Director General/CEO, National Environmental Standards and Regulations Enforcement Agency
- In office 26 February 2019 – 26 February 2023
- President: Muhammadu Buhari
- Preceded by: Lawrence Anukam
- Succeeded by: Innocent Barikor
- In office 27 February 2023 – 26 April 2024
- President: Bola Tinubu

Personal details
- Born: June 27, 1971 (age 54)
- Citizenship: Nigeria
- Education: Abubakar Tafawa Balewa University
- Profession: Environmental chemist; University lecturer; Administrator;
- Known for: 3rd DG/CEO NESREA

= Aliyu Jauro =

Nigerian environmental scientist

Aliyu Jauro (born June 27, 1971) is a Nigerian environmental chemist and professor. He was appointed the Director General and CEO of National Environmental Standards and Regulations Enforcement Agency (NESREA) on February 26, 2019 by then President of The Federal Republic of Nigeria, Muhammadu Buhari. He was reappointed in February 2023 for a second term by President Buhari before his appointment was terminated by Bola Tinubu in April 2024 Before being appointed NESREA boss, he was a professor of Industrial chemistry at the Abubakar Tafawa Balewa University.

== Education ==
Aliyu Jauro attended the Abubakar Tafawa Balewa University, Bauchi, obtaining a bachelor's degree in Industrial chemistry in 1995. He had a master's and PhD in Industrial chemistry from the same institution in 1997 and 2005 respectively.

== Career ==
After his bachelor's degree, Aliyu was appointed a lecturer at ABTU. He became a full professor in 2014. In 2019, he was appointed the DG/CEO of the National Environmental Standards and Regulations Enforcement Agency by President Muhammadu Buhari. At the end of his tenure in February 2023, he was reappointed for a second four-year term.

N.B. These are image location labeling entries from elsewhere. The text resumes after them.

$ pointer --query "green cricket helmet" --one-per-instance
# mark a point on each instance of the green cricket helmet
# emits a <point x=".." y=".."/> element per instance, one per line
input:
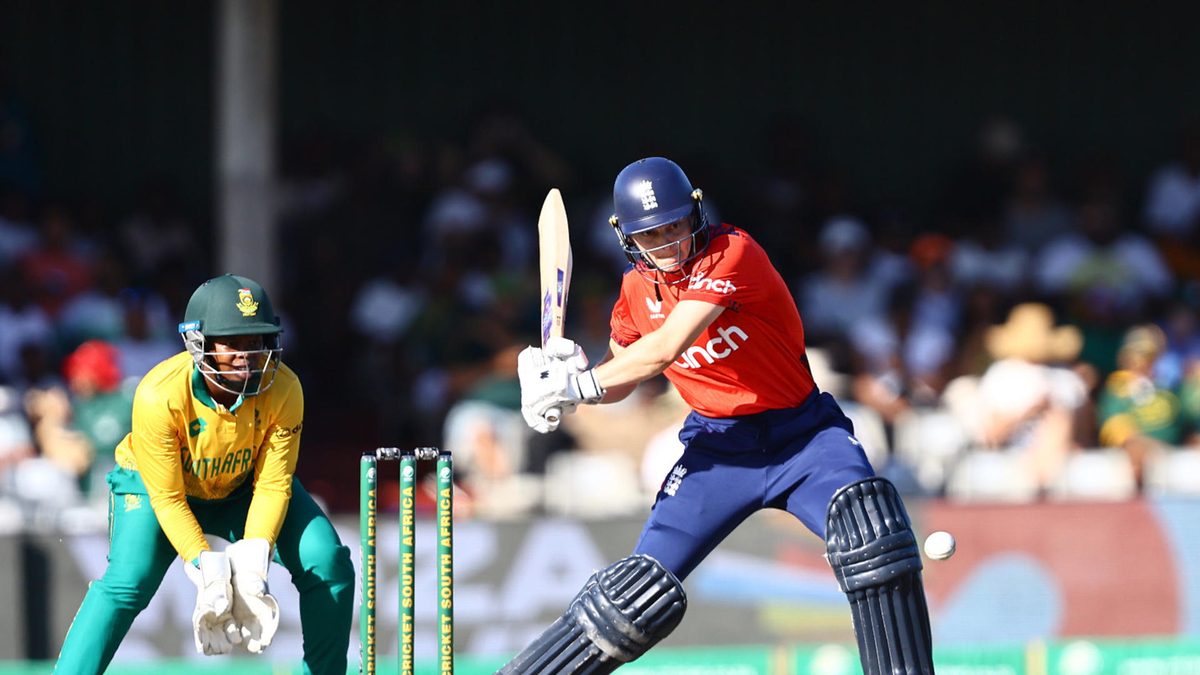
<point x="227" y="306"/>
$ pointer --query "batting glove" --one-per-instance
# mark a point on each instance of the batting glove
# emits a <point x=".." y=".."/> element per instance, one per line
<point x="255" y="609"/>
<point x="213" y="622"/>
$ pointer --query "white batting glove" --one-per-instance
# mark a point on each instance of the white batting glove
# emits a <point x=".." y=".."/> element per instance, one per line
<point x="549" y="383"/>
<point x="213" y="622"/>
<point x="534" y="366"/>
<point x="255" y="609"/>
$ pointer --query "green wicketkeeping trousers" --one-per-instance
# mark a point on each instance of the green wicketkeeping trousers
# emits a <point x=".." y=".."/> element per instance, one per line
<point x="139" y="555"/>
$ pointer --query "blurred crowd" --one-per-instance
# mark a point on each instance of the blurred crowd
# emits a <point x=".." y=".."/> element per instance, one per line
<point x="1032" y="334"/>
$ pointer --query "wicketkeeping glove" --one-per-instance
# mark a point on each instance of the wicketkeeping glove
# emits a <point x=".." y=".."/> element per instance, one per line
<point x="255" y="609"/>
<point x="213" y="622"/>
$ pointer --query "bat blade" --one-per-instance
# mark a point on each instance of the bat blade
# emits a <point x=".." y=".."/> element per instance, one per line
<point x="555" y="268"/>
<point x="556" y="263"/>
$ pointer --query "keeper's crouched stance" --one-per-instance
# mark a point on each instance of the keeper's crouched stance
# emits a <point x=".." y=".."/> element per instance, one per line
<point x="214" y="448"/>
<point x="702" y="304"/>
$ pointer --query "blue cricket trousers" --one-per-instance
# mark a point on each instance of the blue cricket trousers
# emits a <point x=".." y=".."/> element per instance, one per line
<point x="790" y="459"/>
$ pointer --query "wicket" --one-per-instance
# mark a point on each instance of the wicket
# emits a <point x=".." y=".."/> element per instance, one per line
<point x="367" y="503"/>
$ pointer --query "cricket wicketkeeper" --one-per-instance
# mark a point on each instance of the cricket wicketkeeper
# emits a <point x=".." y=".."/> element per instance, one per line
<point x="216" y="432"/>
<point x="702" y="304"/>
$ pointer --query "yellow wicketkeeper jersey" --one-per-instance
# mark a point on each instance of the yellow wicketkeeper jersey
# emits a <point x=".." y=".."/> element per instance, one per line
<point x="184" y="444"/>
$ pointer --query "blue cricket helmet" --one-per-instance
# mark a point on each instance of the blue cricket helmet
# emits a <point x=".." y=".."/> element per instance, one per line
<point x="654" y="192"/>
<point x="649" y="193"/>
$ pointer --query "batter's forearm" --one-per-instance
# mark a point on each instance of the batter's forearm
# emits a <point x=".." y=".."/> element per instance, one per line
<point x="637" y="363"/>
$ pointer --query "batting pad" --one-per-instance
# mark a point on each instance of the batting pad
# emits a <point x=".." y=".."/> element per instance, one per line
<point x="873" y="550"/>
<point x="622" y="611"/>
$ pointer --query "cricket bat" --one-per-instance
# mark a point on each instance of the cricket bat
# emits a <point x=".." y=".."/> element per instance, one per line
<point x="555" y="261"/>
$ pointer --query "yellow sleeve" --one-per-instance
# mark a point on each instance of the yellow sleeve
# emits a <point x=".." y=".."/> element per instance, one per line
<point x="274" y="467"/>
<point x="155" y="444"/>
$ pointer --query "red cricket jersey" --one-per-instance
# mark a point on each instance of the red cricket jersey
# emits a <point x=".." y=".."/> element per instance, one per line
<point x="751" y="358"/>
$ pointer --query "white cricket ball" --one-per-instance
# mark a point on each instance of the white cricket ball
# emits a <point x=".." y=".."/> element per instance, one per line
<point x="940" y="545"/>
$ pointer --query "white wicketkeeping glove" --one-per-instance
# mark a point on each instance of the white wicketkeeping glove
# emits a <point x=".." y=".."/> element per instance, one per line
<point x="255" y="609"/>
<point x="555" y="377"/>
<point x="213" y="622"/>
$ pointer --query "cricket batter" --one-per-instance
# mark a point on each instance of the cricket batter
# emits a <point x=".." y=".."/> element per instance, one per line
<point x="216" y="432"/>
<point x="703" y="305"/>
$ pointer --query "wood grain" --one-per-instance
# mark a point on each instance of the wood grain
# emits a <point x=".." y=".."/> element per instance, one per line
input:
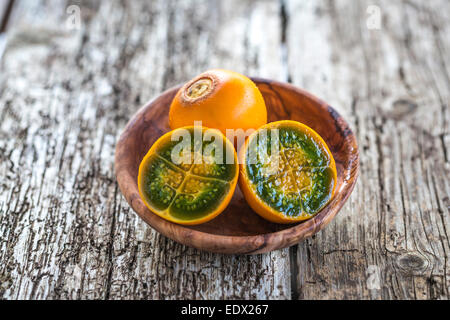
<point x="65" y="95"/>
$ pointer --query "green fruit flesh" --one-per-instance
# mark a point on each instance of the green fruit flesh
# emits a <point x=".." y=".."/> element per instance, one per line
<point x="193" y="188"/>
<point x="293" y="176"/>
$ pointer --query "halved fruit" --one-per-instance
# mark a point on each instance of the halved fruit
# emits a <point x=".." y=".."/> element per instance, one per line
<point x="189" y="175"/>
<point x="287" y="172"/>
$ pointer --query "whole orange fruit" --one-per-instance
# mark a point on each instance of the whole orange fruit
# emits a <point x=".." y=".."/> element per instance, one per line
<point x="221" y="99"/>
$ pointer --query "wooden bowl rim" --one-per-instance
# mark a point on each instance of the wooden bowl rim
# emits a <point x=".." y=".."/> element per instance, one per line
<point x="246" y="244"/>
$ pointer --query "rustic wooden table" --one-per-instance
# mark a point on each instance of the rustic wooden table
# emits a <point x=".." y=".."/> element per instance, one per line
<point x="69" y="84"/>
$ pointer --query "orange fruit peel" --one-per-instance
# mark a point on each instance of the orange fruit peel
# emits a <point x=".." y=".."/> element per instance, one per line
<point x="220" y="99"/>
<point x="287" y="172"/>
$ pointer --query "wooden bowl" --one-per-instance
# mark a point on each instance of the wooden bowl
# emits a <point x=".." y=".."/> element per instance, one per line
<point x="238" y="229"/>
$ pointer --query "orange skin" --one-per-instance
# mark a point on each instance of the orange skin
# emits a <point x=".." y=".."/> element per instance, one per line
<point x="222" y="99"/>
<point x="245" y="184"/>
<point x="164" y="214"/>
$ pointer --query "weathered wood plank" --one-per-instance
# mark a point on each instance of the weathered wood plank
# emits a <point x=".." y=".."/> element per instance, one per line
<point x="66" y="231"/>
<point x="66" y="93"/>
<point x="392" y="85"/>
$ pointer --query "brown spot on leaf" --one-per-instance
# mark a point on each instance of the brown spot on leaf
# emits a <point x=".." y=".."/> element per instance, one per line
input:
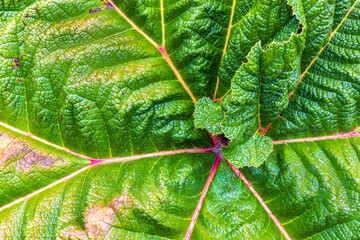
<point x="11" y="148"/>
<point x="124" y="201"/>
<point x="18" y="150"/>
<point x="35" y="158"/>
<point x="73" y="233"/>
<point x="98" y="221"/>
<point x="94" y="10"/>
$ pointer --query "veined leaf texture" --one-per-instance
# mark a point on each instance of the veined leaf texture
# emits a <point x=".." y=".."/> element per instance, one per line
<point x="190" y="119"/>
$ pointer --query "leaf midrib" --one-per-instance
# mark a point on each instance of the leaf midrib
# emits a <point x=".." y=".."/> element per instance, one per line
<point x="161" y="49"/>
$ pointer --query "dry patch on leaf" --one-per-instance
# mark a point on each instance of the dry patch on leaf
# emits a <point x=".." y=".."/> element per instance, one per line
<point x="11" y="147"/>
<point x="35" y="158"/>
<point x="98" y="221"/>
<point x="73" y="233"/>
<point x="15" y="149"/>
<point x="124" y="201"/>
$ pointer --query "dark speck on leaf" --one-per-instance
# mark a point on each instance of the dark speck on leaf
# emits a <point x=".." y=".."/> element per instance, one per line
<point x="299" y="30"/>
<point x="108" y="6"/>
<point x="94" y="10"/>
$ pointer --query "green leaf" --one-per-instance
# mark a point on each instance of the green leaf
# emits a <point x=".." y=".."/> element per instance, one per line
<point x="251" y="153"/>
<point x="209" y="115"/>
<point x="149" y="198"/>
<point x="313" y="186"/>
<point x="105" y="108"/>
<point x="231" y="211"/>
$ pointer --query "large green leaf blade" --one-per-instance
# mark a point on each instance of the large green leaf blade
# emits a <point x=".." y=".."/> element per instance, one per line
<point x="326" y="99"/>
<point x="27" y="165"/>
<point x="151" y="197"/>
<point x="313" y="188"/>
<point x="231" y="211"/>
<point x="90" y="82"/>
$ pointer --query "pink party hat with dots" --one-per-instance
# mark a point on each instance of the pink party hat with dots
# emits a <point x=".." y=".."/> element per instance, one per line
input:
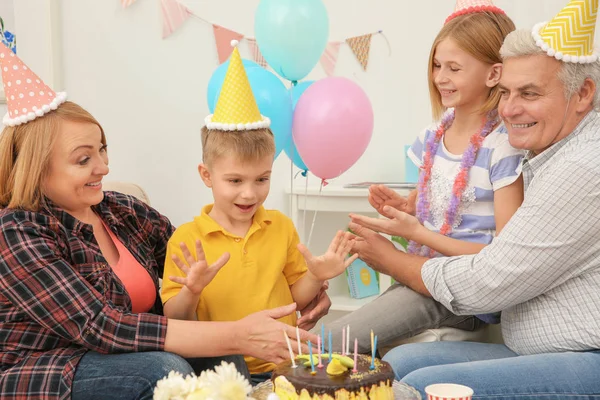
<point x="473" y="6"/>
<point x="27" y="96"/>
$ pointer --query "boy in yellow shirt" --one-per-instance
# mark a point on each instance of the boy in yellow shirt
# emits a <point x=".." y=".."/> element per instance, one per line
<point x="247" y="258"/>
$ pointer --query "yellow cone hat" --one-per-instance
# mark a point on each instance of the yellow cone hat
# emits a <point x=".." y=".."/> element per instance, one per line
<point x="569" y="36"/>
<point x="236" y="108"/>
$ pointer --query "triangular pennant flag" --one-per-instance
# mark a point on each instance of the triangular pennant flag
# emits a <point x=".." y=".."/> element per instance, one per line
<point x="223" y="38"/>
<point x="27" y="96"/>
<point x="256" y="54"/>
<point x="174" y="14"/>
<point x="236" y="108"/>
<point x="330" y="56"/>
<point x="361" y="46"/>
<point x="127" y="3"/>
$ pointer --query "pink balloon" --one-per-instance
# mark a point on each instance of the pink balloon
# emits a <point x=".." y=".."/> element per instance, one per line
<point x="333" y="125"/>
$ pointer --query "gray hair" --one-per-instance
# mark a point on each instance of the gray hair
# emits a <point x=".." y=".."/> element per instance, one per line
<point x="520" y="43"/>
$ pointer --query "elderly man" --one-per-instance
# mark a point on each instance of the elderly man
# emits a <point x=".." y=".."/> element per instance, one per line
<point x="543" y="270"/>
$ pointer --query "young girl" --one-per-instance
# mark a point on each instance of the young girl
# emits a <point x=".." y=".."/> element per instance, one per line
<point x="469" y="184"/>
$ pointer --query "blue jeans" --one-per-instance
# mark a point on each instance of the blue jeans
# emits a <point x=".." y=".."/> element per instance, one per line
<point x="134" y="375"/>
<point x="493" y="371"/>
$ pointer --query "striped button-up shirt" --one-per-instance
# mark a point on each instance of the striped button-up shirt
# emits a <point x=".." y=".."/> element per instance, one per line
<point x="543" y="270"/>
<point x="59" y="298"/>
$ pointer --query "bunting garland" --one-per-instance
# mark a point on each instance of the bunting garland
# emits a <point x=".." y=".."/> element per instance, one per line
<point x="256" y="54"/>
<point x="223" y="38"/>
<point x="330" y="56"/>
<point x="127" y="3"/>
<point x="174" y="14"/>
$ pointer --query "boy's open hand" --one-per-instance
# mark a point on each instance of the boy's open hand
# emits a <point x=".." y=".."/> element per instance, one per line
<point x="334" y="261"/>
<point x="198" y="272"/>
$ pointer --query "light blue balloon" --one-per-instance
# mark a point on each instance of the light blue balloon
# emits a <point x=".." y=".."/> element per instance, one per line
<point x="272" y="98"/>
<point x="290" y="150"/>
<point x="291" y="35"/>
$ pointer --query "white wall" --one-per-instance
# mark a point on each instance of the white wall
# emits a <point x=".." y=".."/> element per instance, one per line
<point x="150" y="93"/>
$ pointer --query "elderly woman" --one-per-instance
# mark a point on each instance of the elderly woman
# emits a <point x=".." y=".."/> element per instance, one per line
<point x="80" y="314"/>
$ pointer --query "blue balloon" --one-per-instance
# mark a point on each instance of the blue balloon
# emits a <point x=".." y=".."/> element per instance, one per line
<point x="272" y="98"/>
<point x="295" y="92"/>
<point x="291" y="35"/>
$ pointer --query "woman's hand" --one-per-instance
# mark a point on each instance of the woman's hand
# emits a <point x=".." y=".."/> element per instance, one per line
<point x="334" y="261"/>
<point x="400" y="223"/>
<point x="381" y="196"/>
<point x="262" y="336"/>
<point x="198" y="273"/>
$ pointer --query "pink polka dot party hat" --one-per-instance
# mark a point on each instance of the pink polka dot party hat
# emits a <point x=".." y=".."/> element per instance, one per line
<point x="27" y="96"/>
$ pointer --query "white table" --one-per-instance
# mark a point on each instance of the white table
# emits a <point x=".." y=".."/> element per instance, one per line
<point x="334" y="199"/>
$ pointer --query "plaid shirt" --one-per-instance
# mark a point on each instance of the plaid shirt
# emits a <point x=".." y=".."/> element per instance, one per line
<point x="543" y="269"/>
<point x="60" y="299"/>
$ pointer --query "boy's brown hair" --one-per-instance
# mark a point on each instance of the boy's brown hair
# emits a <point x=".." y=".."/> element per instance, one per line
<point x="248" y="146"/>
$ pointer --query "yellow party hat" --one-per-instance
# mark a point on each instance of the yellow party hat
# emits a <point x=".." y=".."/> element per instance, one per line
<point x="569" y="36"/>
<point x="236" y="108"/>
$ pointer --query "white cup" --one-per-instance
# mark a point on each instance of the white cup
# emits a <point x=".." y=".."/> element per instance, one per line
<point x="448" y="391"/>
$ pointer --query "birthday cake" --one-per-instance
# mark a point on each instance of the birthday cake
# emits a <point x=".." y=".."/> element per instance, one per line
<point x="339" y="379"/>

His appointment was terminated after one year by president Bola Tinubu in April 2024, where Dr.Innocent Barikor replaced him.

== Awards and recognitions ==
in 2020, Prof Aliyu was honoured by the Nigerian National Legacy Awards.
Aliyu won the public service awards for environmental technology in 2023 by the Bureau of Public Service Reforms.